Ayaküstü sohbette, yaşlı bir amca şöyle itiraf etti: “Vaktiyle şehir merkezindeki ekmek fırınında hamur işinde çalışıyordum. İşyerinde yanımıza gelen patron; hususi ekmek hamuru tartılan terazinin altına hamur yapıştırıyor, sırf kar etmek amacıyla eksik gramajlı ekmek çıkarıyordu. Bunu biliyorduk ama rızık peşinde olduğumuz için sesimizi çıkarmıyorduk.”  Tabi kazandığı burada kaldı. Gittiği yere ne götürdü? Hesabı orda verecek.
  Nasrettin Hoca’nın karısı ölmüş, tabutu hece taşına konmuş, namazı kılınmış. İmam cemaate sormuş : “ -Muhterem cemaat bu merhumeyi nasıl bilirsiniz?  Hep bir ağızdan : “İyi biliriz” nidaları çıkar. Bu sesi dinleyen Hoca içinden: “Siz gelin onu bi de bana sorun.” Der.
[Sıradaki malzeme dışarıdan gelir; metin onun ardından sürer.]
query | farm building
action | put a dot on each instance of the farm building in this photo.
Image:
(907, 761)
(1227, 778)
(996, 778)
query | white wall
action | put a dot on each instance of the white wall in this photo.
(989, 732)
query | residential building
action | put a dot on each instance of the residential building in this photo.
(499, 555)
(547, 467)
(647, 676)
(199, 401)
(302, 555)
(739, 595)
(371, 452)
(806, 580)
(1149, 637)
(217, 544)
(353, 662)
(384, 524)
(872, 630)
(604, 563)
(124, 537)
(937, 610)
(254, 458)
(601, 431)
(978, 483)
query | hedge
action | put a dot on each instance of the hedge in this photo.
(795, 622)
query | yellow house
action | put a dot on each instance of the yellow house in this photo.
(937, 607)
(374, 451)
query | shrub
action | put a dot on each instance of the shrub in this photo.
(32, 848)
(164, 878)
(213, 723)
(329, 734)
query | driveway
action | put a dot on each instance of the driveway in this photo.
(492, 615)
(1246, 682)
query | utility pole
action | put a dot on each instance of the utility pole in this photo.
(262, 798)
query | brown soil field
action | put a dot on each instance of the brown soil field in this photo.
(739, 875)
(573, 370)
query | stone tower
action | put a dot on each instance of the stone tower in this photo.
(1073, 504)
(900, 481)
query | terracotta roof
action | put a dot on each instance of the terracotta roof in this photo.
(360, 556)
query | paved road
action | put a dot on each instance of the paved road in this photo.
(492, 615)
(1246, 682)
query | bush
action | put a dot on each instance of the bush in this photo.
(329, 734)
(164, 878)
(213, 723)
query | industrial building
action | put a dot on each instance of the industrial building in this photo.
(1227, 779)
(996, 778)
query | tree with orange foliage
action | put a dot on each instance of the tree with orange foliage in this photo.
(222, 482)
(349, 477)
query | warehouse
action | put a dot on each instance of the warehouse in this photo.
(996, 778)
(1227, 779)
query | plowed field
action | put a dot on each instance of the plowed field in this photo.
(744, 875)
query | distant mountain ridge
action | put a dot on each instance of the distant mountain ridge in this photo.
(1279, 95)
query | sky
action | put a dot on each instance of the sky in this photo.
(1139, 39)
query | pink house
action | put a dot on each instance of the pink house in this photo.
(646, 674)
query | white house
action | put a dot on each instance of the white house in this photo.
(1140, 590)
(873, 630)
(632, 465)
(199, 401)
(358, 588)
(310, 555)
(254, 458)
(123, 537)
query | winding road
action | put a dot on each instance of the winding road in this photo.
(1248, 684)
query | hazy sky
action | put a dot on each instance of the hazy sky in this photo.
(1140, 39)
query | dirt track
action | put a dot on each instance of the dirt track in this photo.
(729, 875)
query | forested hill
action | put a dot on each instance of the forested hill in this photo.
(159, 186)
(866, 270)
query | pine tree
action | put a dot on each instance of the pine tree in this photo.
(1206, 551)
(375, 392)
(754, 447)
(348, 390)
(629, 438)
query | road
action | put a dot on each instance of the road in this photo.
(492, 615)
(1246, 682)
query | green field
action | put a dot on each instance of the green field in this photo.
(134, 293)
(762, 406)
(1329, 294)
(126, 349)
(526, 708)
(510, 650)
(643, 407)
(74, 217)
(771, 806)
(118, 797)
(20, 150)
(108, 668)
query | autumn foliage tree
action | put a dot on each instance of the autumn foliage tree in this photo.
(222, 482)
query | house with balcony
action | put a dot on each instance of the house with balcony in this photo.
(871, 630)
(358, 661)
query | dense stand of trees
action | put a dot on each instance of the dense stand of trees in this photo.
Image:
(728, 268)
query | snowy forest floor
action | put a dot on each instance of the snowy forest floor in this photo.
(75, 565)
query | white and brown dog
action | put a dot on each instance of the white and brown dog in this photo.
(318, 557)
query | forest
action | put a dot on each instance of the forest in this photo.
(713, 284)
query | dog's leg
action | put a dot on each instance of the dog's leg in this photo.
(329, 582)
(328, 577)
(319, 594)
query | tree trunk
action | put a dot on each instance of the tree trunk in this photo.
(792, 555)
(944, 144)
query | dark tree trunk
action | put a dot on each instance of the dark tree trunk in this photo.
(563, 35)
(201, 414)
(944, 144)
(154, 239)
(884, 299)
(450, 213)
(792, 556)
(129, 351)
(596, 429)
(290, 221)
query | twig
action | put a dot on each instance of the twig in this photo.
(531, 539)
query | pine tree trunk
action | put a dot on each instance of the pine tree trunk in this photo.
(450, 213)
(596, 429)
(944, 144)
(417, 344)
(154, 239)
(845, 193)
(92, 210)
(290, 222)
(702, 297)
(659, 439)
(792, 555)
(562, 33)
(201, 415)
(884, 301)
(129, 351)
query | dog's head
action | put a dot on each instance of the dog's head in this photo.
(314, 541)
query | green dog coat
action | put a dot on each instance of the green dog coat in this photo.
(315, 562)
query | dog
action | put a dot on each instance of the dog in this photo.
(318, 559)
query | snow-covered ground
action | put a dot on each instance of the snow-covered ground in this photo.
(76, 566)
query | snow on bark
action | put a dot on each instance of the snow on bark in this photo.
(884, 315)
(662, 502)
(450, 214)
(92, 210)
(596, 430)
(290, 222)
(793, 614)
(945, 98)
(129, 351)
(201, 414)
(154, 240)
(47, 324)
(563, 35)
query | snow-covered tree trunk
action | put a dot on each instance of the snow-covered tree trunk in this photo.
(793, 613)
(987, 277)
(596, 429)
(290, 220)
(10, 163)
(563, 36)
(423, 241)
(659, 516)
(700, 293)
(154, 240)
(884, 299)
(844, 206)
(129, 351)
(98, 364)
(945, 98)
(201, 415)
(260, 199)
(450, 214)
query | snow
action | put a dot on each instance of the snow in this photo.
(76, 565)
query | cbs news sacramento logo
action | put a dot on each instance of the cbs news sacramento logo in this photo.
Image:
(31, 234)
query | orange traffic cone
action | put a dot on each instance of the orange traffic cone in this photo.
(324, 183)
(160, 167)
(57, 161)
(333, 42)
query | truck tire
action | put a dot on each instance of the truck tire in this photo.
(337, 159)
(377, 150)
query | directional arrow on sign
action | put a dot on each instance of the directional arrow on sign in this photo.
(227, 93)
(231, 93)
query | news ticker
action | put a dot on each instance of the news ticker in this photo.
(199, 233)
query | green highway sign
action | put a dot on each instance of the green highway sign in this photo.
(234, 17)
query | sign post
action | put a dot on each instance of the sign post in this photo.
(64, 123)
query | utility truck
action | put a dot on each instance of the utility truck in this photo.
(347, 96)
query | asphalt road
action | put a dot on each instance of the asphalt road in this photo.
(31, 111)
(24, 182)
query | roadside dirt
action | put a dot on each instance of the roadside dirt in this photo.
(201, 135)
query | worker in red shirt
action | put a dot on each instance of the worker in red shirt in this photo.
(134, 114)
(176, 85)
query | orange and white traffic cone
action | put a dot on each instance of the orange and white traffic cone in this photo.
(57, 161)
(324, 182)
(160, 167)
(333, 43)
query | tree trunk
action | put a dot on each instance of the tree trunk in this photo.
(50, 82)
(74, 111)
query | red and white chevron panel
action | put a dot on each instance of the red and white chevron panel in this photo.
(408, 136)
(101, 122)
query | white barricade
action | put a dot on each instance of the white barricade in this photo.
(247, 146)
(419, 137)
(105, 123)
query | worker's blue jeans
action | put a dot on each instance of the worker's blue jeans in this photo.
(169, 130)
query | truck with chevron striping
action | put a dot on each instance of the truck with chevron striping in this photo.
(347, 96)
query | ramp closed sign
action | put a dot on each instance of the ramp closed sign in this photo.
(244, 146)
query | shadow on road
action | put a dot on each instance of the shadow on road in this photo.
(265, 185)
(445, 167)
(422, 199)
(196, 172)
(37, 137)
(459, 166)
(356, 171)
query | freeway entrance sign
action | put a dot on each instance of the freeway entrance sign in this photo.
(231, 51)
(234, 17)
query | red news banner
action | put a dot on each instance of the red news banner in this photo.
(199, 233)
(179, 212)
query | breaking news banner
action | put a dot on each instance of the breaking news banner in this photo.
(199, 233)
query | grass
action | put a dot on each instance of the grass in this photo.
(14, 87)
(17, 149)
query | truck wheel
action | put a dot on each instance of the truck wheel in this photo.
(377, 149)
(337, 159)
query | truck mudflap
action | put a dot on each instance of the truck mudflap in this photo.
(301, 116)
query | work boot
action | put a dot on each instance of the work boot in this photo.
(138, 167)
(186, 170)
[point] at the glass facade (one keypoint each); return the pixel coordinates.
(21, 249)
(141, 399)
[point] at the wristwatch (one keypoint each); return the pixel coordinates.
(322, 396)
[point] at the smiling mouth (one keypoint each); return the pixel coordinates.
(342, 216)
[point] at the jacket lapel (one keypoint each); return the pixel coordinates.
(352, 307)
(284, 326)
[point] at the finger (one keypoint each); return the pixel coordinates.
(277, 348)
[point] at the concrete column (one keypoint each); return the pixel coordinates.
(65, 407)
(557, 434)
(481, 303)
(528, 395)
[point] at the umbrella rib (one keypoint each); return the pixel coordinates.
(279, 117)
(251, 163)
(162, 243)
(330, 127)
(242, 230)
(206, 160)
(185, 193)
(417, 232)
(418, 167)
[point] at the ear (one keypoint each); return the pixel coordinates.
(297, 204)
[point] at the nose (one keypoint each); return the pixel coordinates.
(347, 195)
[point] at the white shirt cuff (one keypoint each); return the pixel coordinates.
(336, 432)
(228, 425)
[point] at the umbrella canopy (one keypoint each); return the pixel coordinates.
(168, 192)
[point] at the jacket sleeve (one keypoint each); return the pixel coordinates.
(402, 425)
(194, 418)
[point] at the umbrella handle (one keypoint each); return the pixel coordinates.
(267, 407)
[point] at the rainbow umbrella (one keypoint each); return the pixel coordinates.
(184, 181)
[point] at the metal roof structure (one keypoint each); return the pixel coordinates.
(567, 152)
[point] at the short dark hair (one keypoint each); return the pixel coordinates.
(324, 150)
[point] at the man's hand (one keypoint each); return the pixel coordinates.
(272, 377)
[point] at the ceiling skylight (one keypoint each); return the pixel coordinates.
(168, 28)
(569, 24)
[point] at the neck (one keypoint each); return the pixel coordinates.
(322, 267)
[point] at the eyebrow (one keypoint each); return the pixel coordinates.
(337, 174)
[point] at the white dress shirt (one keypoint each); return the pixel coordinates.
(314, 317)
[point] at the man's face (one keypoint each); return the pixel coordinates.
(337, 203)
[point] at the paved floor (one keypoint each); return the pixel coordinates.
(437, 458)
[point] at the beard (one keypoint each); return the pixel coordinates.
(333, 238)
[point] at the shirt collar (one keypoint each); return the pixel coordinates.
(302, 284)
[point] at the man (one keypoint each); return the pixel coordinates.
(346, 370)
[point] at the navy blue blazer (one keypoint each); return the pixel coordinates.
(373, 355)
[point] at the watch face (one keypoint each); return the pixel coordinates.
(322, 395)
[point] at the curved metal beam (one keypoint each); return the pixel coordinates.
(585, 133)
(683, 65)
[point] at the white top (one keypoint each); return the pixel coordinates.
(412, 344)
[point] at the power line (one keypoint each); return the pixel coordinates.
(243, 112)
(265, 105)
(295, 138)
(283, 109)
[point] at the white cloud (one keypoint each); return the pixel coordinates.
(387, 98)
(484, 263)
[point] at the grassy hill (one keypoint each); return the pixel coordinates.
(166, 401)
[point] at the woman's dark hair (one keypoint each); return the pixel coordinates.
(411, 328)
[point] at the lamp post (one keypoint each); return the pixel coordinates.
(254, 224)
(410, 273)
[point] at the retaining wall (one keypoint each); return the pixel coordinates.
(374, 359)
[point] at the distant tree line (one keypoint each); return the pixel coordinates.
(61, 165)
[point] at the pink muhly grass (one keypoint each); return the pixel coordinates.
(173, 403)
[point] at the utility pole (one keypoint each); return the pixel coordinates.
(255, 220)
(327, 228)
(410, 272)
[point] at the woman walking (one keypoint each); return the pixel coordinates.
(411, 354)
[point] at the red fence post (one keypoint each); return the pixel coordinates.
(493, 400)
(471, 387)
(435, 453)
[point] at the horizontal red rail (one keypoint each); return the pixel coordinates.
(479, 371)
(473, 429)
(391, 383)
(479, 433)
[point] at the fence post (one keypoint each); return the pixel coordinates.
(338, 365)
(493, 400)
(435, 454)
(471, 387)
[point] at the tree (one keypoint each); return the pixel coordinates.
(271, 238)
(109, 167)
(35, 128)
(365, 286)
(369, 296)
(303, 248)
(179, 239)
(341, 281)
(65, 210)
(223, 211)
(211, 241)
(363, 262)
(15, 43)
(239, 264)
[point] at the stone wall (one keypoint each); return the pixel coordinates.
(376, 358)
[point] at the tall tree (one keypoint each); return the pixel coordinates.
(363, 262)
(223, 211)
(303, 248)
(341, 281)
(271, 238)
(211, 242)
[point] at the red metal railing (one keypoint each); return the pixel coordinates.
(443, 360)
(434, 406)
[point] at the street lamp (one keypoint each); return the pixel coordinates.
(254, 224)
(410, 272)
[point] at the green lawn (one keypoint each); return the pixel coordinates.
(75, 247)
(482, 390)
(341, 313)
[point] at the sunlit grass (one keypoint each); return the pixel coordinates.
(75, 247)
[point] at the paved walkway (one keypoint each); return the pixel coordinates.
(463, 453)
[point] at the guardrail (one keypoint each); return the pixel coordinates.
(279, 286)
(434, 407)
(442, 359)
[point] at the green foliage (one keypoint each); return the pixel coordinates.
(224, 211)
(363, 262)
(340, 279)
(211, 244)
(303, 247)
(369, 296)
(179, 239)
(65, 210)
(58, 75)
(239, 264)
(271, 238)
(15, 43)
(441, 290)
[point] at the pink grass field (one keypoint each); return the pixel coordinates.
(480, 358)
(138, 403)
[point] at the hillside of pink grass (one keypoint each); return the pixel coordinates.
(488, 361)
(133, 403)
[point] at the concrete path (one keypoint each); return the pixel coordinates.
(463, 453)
Gazetemiz haberinde okudum: “Afyonkarahisar Belediyesi, Türkiye’de ilk kez düzenlenen ‘Golden City Awards 2016’ Yarışmasında, halk oylamasına göre, ‘En Başarılı İl Belediyesi’ ödülüne layık görüldü.
Dilerim bu gibi başka ödüllere de layık olur. Takdir Allah’tan.